Social networking websites like Facebook have become an important way for people to meet new friends and for businesses to assess new employees, but how similar are first impressions made on Facebook to first impressions made in face-to-face interactions?
Research conducted at Tufts University in Massachusetts suggests that people rated on likability in face-to-face interactions also tend to be rated similarly on the basis of their Facebook profile.
The study was conducted by Max Weisbuch, Zorana Ivcevic, and Nalini Ambady and was published in the Journal of Experimental Social Psychology in 2009.
In their study, video recordings were made of 37 college students having a face-to-face conversation with another student who was actually a research assistant.
Weisbuch and his colleagues also obtained permission to download the Facebook profiles of these 37 students.
The research assistant in the face-to-face conversations rated the likability of each student and ten additional college students were recruited to rate the likability of each Facebook profile.
Weisbuch and his colleagues found that “first impressions formed from personal webpages provided perceivers with valid information about the webpage authors’ spontaneous likability in real life.”
The rating the student obtained from his or her face-to-face interaction tended to be similar the the rating given by those who had examined his or her Facebook profile.
Although the ratings showed a positive association, they were not entirely the same. This is probably due to the differences in the type of information provided by face-to-face conversations and Facebook profiles.

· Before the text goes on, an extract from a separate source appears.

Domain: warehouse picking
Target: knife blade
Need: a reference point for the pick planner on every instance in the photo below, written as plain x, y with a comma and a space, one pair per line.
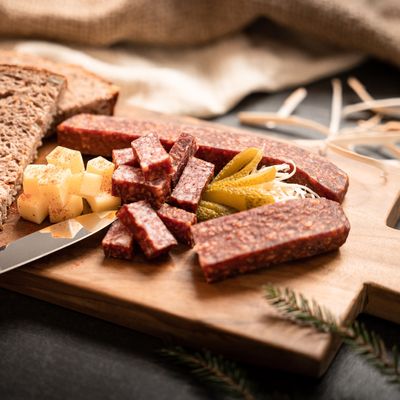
53, 238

As Weisbuch and his colleagues note, “whereas impressions formed from social interaction may be based on a mix of deliberative and spontaneous behavior, impressions formed from personal webpages may be based on targets’ wholly deliberative or self-presentational behavior” and they add that, “the webpage perceiver is presented with a diversity of information in a static medium that eliminates spontaneous nonverbal behavior.”
Reference:
Weisbuch, M., Ivcevic, Z. & Ambady, N. (2009). On being liked on the web and in the “real world”: consistency in first impressions across personal webpages and spontaneous behavior. Journal of Experimental Social Psychology, Vol 45: 573-576.